L’homme d’affaires vedette de l’Angolagate, Pierre Falcone, n’hésitait pas à financer Charles Pasqua, Jean Charles Marchianni, mais aussi, un certain John McCain, alors sénateur de l’Arizona.
Les envolées lyriques de l’avocat de l’Angola demandant l’arrêt du procès retombées, les coups de boutoir contre la procédure écartés, les audiences de l’Angolagate ont repris. Bientôt les énormes flux financiers qu’ont généré les ventes d’armes russes à Luanda en 1993 et 1994 seront étalés aux yeux de tous. Retracés sur de grandes feuilles, les virements bancaires internationaux et les retraits en cash révèlent l’étendue des paiements faits aux VIP comme aux petites mains, amis et obligés du duo Falcone/Gaydamak : aux Mitterrand fils, Sulitzer, Attali, Pasqua, Marchiani, Tassez (un lobbyiste proche des patrons du CAC 40), destinataires de beaux millions, comme aux jeunes hôtesses d’accueil de la société de Pierre Falcone, qui se sont contentés de quelques milliers d’euros, voire d’une bagnole.

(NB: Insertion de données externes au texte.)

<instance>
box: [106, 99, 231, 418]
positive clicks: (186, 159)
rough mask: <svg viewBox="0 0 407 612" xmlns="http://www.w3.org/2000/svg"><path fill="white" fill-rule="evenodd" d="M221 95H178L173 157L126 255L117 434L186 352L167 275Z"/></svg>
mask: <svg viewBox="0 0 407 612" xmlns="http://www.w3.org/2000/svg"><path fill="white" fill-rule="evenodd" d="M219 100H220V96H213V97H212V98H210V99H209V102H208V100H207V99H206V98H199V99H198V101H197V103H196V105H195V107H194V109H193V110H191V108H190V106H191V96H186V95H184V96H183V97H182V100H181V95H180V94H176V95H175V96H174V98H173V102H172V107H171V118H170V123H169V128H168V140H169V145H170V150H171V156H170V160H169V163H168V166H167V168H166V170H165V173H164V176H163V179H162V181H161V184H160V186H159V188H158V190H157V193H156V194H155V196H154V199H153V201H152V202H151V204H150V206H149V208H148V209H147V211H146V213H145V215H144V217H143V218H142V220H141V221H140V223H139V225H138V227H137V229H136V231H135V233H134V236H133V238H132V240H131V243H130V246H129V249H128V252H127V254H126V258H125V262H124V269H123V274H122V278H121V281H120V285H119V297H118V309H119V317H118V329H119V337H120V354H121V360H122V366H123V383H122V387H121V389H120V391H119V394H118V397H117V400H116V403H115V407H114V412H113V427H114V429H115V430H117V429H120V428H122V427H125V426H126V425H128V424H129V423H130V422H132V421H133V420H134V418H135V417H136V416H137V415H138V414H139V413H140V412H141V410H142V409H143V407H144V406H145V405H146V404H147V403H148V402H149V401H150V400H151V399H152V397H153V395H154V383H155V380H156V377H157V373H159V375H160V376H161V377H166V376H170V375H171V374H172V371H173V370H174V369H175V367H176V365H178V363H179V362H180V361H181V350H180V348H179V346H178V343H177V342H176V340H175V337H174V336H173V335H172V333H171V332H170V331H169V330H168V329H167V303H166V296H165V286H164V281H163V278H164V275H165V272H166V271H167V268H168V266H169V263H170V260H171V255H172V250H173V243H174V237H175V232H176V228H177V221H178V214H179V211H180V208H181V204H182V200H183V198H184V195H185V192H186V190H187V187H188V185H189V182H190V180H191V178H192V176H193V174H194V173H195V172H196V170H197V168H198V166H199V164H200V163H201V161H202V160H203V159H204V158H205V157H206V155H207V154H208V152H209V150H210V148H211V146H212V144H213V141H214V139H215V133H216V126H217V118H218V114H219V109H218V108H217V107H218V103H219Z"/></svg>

Mais les virements au sénateur John McCain, l’actuel candidat républicain à l’élection présidentielle américaine, ne seront pas détaillés par le tribunal. Révélateur, ce financement politique effectué par le couple Falcone au début des années 2000 au profit de celui qui n’est alors qu’un sénateur inconnu met en évidence la capacité (voire le besoin ?) de l’homme d’affaires français et de sa femme Sonia de se créer un réseau d’obligés à tous les niveaux. Notamment en se faisant bien voir des politiques. Les juges de l’Angolagate y reviendront à l’heure de se pencher sur le cas Pasqua.
Installés en Arizona dans une immense propriété de style toscan au cœur d’une vallée de happy few, à Scottsdale, payée 10 millions d’euros, les Falcone ont régulièrement organisé des soirées de collecte de fonds pour les Républicains. A chaque fois, des dons ont été déclarés dans les comptes de campagne. Oh, pas des sommes énormes. La loi permet à ce moment là de financer un membre du Sénat – ce fut le cas de Scott Bundgaard, membre du Sénat de l’Arizona – à hauteur de… 256 dollars par personne physique. John McCain, membre du Sénat de Washington, a quant à lui touché quelque 6 000 dollars. Sonia Falcone avait effectué un don de 1000 dollars à George W. Bush. Apprenant l’incarcération de l’homme d’affaires-marchand, l’équipe de W. a retourné le chèque à sa bienfaitrice.
Ancienne Miss Bolivie, Sonia Falcone court de vente de charité en vente de charité et aime se montrer aux meetings républicains. En septembre 2001, alors que son mari dort en prison en France, elle assiste à l’annonce de candidature de Matt Salmon pour le poste de gouverneur de l’Arizona. Un jour elle adresse 250 dollars à la candidate républicaine Susan Collins. Et via sa société, elle verse 2000 dollars à l’escarcelle des Démocrates en mai 1999. De l’argent provenant en partie des juteuses affaires de son mari. L’ordonnance de renvoi de l’affaire, signée du juge Courroye, retrace le parcours des comptes de Falcone à ceux de sa tendre épouse et de sa société : quelque 5,6 millions de dollars.
Mieux vaut ne pas mettre tous ses œufs dans le même panier, au cas où. Mais ces gentilles attentions n’ont pas empêché la miss de subir quelques ennuis judiciaires aux Etats-Unis. L’immigration américaine soupçonne en effet, comme Bakchich l’a raconté, Sonia Falcone d’avoir menti pour être naturalisée et de s’être mariée pour obtenir une carte de résidente américaine. Résultat, une bonne trentaine d’agents a perquisitionné un beau matin de février 2006 la maison de Scottsdale. Après avoir subi ces pratiques fort peu hospitalières de l’administration américaine, la petite famille a déménagé en Espagne.